Here's a reminder of variable-rate benefits.
After enduring the equivalent of 19 rate hikes (0.25% increments) between March 2022 and June 2024, the narrative has shifted back to the benefits this rate type offers during a period of declining rates:
- Instant budget relief with each variable rate drop by the Bank of Canada — if you choose an adjusting-payment variable mortgage (ARM).
- Your amortization reduced with each rate drop, helping you pay off your mortgage faster — if you have a fixed-payment variable mortgage with a big bank (VRM).
- Historically, a variable rate tends to save homeowners more over the life of a mortgage.
- With a variable-rate product, you have more options, like
- The flexibility to lock into a fixed rate at any time, penalty-free.
- Paying a lot less penalty than a fixed-rate mortgage if you decide to switch lenders.
How fast (or far) might variable rates fall?
Bank prime rates have already dropped 1.25% from the peak of 7.20%.
True North Mortgage CEO Dan Eisner predicts prime rates might fall by a total of 2.5% by the end of 2025 — for a prime rate of 4.7%.

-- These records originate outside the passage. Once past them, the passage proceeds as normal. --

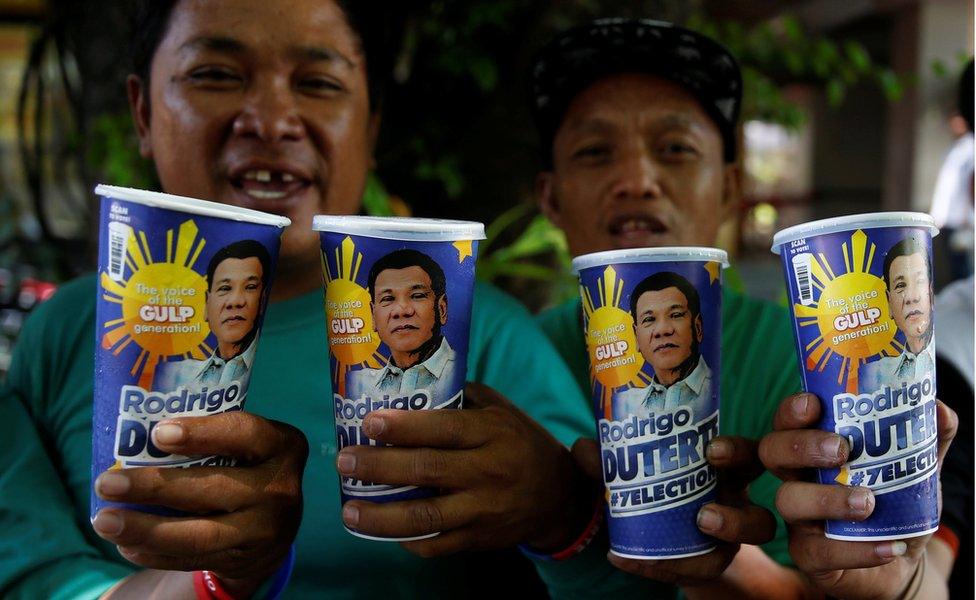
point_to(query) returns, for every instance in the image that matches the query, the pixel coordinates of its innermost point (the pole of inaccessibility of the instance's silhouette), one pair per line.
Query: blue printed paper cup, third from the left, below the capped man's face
(652, 321)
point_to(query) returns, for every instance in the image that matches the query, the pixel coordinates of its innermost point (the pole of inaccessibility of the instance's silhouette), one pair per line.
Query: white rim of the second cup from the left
(401, 228)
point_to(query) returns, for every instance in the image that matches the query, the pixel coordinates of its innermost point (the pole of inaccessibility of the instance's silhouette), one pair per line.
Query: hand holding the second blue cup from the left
(504, 479)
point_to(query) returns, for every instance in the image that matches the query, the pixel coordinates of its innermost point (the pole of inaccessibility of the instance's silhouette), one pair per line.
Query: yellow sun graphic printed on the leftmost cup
(167, 284)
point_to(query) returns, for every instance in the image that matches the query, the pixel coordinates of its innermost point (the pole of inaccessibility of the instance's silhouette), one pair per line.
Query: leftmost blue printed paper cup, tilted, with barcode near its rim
(182, 288)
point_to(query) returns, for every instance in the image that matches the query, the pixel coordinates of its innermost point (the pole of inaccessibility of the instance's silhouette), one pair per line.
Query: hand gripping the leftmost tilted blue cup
(240, 521)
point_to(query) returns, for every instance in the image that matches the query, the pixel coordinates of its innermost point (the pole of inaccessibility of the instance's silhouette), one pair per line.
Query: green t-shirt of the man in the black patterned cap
(758, 371)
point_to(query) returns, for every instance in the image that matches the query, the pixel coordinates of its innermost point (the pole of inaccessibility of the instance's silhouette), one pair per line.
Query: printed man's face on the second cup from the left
(404, 312)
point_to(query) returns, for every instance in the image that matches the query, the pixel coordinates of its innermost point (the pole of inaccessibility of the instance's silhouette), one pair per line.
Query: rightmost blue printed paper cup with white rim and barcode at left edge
(860, 292)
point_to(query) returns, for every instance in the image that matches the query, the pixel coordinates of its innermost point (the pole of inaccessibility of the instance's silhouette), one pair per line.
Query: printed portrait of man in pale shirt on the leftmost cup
(237, 290)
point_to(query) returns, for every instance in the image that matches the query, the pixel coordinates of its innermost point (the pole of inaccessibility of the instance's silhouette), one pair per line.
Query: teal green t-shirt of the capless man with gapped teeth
(47, 546)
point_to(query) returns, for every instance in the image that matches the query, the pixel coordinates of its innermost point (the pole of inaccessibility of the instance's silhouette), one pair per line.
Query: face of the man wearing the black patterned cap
(636, 162)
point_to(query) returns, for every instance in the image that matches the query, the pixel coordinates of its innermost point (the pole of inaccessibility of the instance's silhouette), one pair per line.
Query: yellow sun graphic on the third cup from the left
(608, 326)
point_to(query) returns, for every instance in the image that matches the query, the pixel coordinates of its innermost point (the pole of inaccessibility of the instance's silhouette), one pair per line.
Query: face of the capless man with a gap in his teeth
(263, 105)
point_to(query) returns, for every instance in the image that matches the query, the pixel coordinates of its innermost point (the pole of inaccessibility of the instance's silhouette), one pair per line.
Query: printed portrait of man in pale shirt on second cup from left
(408, 294)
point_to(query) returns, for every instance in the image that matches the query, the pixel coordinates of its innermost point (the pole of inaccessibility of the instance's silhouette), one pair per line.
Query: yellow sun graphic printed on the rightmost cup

(Lenders typically offer discounts off prime to offer lower variable rates for their best clients.)
That's another 6 rate drops (0.25% increments) at least.
If we hit a recession, variable rates will come down faster. If inflation suddenly surprises and increases again, prime rate drops could halt for a time during the BoC's rate-easing period.
The amount variable rates fall during your term will (obviously) determine how much you'd save vs. choosing a fixed rate.
Variable rates are normally lower than fixed rates.
We've been living in the (rate) upside-down for the last couple of years.
Homeowners are looking at the current variable rate, and it's higher than our best 5-year fixed rate. Typically, variable rates are lower than 5-year fixed rates by a spread of anywhere from 0.25 to 1.0% (during the pandemic, the spread increased to around 1.5%).
At some point, now that higher rates have cooled the economy, the natural (rate) order of things will reassert and variable rates will eventually return to being lower than a 5-year fixed rate.